No matter whether your travels take you off-road or along highways, there is a helmet designed to meet your needs. Selecting the appropriate one depends on a variety of factors including its intended use.

Helms are made up of four primary components: outer shell, impact-absorbing liner, cushioned comfort layer and retention system/chin strap.

Full Face

Full-face helmets provide maximum protection, covering the top, back and front of your head (except the eye port) with no gaps for injury to occur. Not only are these safer than three-quarter and half helmets but they also include an inbuilt chin bar to guard against neck injuries – something lacking from three-quarter and half models.

Full-face helmets feature not only a hard outer shell, but also cheek pads that rest against your face for enhanced rider comfort and an adjustable comfort liner made of materials which are breathable, odor resistant, hypoallergenic and bacteria and fungal resistant – as well as having adjustable cheek pads which fit to various head shapes.

The chin strap serves to secure your helmet underneath your chin and is fastened via two D-Rings connected to the chin bar. Chin straps should never be tight enough to cause pain or discomfort in the chin area and can be adjusted for maximum comfort.

Open Face

Open face helmets (also referred to as 3/4 helmets) cover only the top, back, and sides of your head – leaving all areas around your face completely exposed. Often preferred by riders who prefer an open experience while riding. These styles of helmet are generally lighter and less bulky than flip up or full face motorcycle helmets while offering great ventilation benefits for rider comfort.

These helmets typically feature an impact-absorbing liner made of expanded polystyrene (EPS), composite fiber or carbon fiber to minimize injury in case of an accident, and feature a visor or shield to shield eyes from wind, road debris or sunlight.

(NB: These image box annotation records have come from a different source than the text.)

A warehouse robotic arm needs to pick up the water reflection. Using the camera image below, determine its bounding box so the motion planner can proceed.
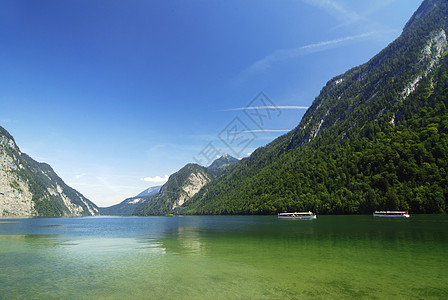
[160,227,207,256]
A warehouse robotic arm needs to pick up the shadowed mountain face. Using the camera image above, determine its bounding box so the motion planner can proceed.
[100,186,162,216]
[0,127,99,216]
[182,0,448,214]
[133,154,238,215]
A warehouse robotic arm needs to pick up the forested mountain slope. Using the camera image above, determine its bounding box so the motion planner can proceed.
[178,0,448,214]
[0,127,99,216]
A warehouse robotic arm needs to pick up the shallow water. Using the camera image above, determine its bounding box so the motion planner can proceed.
[0,215,448,299]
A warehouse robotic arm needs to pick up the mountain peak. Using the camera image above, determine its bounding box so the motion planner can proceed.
[404,0,448,30]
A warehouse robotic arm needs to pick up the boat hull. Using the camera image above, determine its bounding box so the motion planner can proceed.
[373,212,410,218]
[278,216,316,220]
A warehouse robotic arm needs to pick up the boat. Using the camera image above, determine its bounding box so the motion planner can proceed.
[373,210,411,218]
[278,211,316,219]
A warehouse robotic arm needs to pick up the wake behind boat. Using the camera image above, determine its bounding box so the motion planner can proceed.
[278,211,316,219]
[373,210,410,218]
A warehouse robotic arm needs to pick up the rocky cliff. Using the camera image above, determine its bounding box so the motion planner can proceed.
[0,127,99,216]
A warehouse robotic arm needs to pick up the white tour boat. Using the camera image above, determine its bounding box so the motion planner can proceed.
[373,210,410,218]
[278,211,316,219]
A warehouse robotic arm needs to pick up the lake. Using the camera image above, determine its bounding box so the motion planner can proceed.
[0,215,448,300]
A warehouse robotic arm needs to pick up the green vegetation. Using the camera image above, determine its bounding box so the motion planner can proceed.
[0,127,96,217]
[180,1,448,214]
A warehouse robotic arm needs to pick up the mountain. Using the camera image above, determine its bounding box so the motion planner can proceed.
[182,0,448,214]
[208,154,238,173]
[133,154,238,215]
[99,186,162,216]
[0,126,99,216]
[135,185,162,197]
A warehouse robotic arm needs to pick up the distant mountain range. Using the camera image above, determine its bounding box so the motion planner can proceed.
[179,0,448,214]
[100,185,162,216]
[0,127,99,216]
[133,154,238,216]
[0,0,448,216]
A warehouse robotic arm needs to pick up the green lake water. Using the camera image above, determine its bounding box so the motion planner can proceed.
[0,215,448,300]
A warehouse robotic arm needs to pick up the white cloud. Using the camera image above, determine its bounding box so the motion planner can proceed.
[232,31,380,85]
[302,0,367,25]
[140,175,169,183]
[252,32,374,72]
[222,105,309,111]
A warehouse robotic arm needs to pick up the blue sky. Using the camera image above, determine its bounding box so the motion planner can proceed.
[0,0,421,206]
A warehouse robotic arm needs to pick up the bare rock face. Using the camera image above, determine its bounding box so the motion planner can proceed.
[0,127,99,216]
[134,154,238,215]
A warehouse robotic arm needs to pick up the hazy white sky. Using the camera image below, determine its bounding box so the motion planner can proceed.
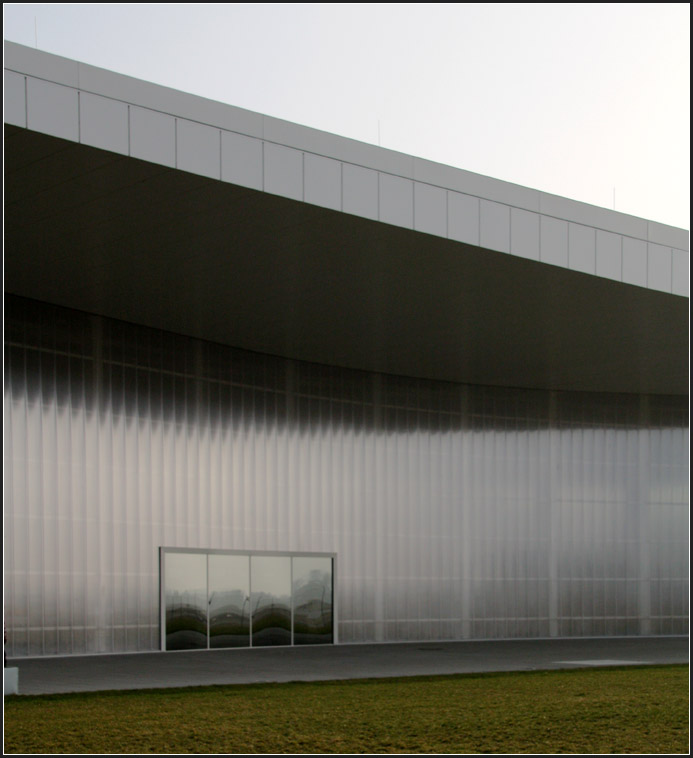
[3,3,690,229]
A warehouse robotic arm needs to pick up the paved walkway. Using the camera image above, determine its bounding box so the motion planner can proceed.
[7,637,689,695]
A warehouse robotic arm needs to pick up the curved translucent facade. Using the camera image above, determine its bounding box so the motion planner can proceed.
[4,296,689,656]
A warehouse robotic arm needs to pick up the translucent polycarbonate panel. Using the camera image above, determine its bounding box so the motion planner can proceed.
[3,295,689,656]
[164,553,207,650]
[208,554,250,647]
[250,555,291,647]
[292,557,334,645]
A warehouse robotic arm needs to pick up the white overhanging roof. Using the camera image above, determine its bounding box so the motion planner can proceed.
[5,42,689,394]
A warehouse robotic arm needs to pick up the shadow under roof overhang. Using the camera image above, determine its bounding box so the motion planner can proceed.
[5,125,689,394]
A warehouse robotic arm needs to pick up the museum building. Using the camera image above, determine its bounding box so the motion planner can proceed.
[4,42,689,657]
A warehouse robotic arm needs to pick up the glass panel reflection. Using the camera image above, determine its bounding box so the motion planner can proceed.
[250,555,291,647]
[293,557,332,645]
[164,553,207,650]
[209,554,250,647]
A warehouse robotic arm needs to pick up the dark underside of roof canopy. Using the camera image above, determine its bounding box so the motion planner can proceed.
[5,125,689,394]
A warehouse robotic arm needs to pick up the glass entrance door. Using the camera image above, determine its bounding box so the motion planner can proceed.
[161,548,334,650]
[207,553,250,647]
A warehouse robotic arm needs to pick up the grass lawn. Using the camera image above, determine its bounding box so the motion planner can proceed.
[5,666,688,754]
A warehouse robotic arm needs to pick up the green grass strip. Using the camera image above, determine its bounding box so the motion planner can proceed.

Comfort layers are generally made up of padded material that sits atop an outer shell to wick away sweat while riding. Most comfort layers can be detached for washing and replaced with different shapes according to rider preferences, some even come equipped with adjustable vents which enable riders to open or close them depending on weather conditions.


Modular helmets offer riders versatility. Equipped with a hinged chin bar, these helmets can transform from full face to open face by simply pressing a button – offering riders more comfort when riding in inclement weather conditions or simply leisurely rides.

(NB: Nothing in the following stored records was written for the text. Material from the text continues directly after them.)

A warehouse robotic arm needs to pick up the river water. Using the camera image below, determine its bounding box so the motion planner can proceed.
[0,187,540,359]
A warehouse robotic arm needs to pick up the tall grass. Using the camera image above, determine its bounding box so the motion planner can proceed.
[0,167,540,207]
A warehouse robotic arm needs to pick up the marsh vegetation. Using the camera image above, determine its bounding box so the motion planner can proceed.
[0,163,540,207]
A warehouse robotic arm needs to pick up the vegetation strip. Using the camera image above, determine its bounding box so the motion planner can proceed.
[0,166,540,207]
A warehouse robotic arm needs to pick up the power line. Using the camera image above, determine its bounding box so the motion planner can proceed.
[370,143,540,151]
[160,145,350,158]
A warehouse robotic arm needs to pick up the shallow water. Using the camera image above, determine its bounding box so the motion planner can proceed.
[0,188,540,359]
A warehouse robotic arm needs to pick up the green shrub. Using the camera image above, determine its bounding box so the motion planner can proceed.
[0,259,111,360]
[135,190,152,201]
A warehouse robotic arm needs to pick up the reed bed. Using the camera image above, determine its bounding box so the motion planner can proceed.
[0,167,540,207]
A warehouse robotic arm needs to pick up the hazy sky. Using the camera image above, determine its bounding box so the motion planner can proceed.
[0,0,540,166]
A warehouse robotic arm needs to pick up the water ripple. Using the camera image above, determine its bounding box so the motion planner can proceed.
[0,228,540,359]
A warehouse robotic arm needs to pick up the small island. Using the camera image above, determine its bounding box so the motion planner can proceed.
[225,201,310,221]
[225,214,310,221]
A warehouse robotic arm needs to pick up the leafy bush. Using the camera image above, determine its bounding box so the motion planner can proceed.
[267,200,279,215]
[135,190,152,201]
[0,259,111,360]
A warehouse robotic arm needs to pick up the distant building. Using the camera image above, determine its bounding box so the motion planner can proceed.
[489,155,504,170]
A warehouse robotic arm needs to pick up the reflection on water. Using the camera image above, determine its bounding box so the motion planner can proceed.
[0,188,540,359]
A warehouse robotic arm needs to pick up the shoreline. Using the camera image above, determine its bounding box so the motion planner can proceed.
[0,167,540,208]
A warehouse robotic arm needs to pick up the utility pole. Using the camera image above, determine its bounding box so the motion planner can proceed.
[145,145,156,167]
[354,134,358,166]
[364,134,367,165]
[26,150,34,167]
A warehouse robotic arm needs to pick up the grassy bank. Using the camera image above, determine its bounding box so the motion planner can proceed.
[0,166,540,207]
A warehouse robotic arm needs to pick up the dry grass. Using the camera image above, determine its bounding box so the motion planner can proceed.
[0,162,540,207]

These helmets are popular with touring and commuter riders who value solid protection with the convenience of an open-face helmet. Furthermore, they include built-in sun visors and Pinlock compatible shields to increase both protection and visibility.

Modular helmets present one major safety risk: the chin bar may lower unexpectedly in a crash since it isn’t integral with the shell as with full-face helmets; however, most models meet at least DOT minimum safety standards and include mechanisms to keep their chin bars from dropping during an impact; those bearing either Snell or ECE certification provide even greater assurances of their protection.

Half Helmet

Half helmets are among the least protective helmet options, covering only the top portion of your head down to your brow. Popular among cruiser and vintage bike riders as well as members of Harley-Davidson communities. Though providing limited protection and one step above wearing nothing at all, half helmets do provide a distinctive riding experience.

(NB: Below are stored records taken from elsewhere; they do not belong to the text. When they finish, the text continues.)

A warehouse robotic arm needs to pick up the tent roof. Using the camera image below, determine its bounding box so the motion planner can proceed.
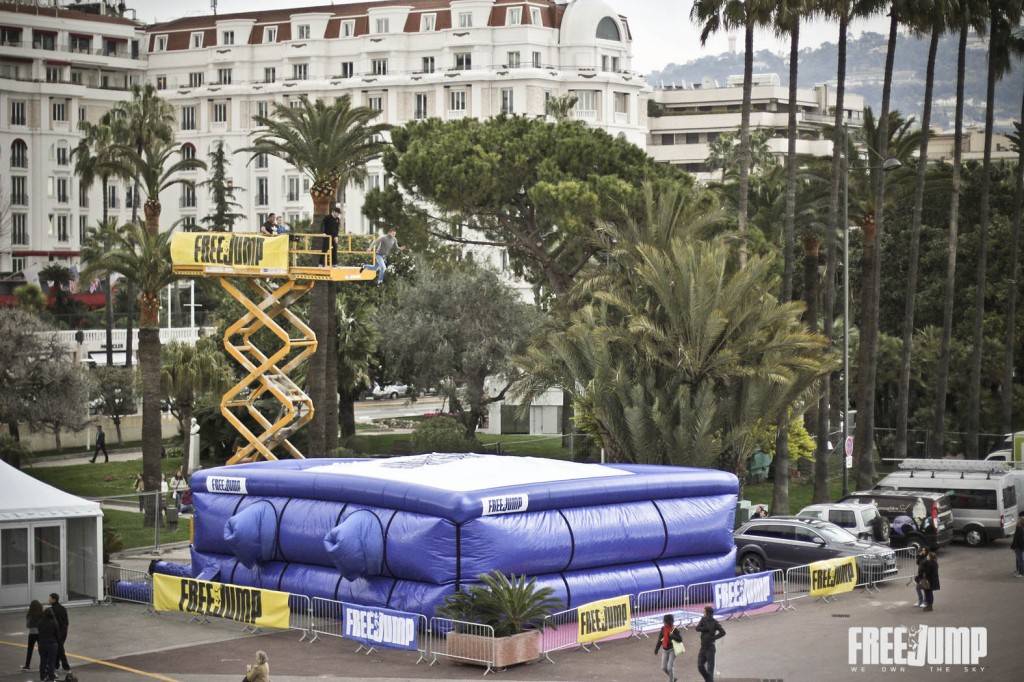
[0,462,103,521]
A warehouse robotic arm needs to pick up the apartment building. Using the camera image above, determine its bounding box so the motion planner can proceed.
[0,3,145,272]
[647,74,864,179]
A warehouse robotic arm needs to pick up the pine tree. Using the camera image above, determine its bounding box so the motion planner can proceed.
[199,142,246,232]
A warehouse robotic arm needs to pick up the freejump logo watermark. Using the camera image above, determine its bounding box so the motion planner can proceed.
[849,625,988,673]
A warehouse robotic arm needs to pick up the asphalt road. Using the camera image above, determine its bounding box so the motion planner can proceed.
[0,541,1024,682]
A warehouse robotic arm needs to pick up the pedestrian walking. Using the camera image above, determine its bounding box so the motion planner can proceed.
[1010,512,1024,578]
[39,606,60,682]
[22,599,43,670]
[89,424,111,464]
[50,592,71,673]
[654,613,686,682]
[918,551,939,611]
[242,651,270,682]
[696,606,725,682]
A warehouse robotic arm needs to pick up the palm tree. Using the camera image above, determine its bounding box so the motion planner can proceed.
[72,121,124,367]
[85,222,174,522]
[896,0,951,459]
[239,95,388,455]
[160,338,230,463]
[690,0,773,266]
[965,0,1021,459]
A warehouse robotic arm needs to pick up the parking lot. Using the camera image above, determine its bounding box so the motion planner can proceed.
[0,540,1024,682]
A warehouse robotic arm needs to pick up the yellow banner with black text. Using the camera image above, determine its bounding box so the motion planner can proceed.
[810,556,857,597]
[153,573,290,630]
[577,595,633,644]
[171,232,288,274]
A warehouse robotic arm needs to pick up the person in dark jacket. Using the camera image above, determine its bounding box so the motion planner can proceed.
[39,606,60,682]
[22,599,43,670]
[50,592,71,673]
[1010,512,1024,578]
[654,613,683,682]
[918,551,939,611]
[696,606,725,682]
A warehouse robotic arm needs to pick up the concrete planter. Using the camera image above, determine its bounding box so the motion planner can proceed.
[446,630,541,668]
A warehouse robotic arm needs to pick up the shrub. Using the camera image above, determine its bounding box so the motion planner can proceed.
[413,417,480,453]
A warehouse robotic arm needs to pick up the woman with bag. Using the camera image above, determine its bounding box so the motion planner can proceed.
[654,613,686,682]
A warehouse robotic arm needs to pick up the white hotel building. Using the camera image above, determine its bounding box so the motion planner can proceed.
[0,0,647,272]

One major drawback of helmetless headsets is they leave your ears and chin exposed, so protective eyewear must be worn. Furthermore, without having a mouth port communication between group riders is difficult.

As half helmets offer little in the way of protection, for maximum safety it is wise to opt for full-face or modular helmets with either DOT/ECE certifications, or more stringently for those seeking maximum coverage such as SNELL certification. Furthermore, make sure your helmet fits comfortably without moving during rides – donning half helmets is better than no protection at all.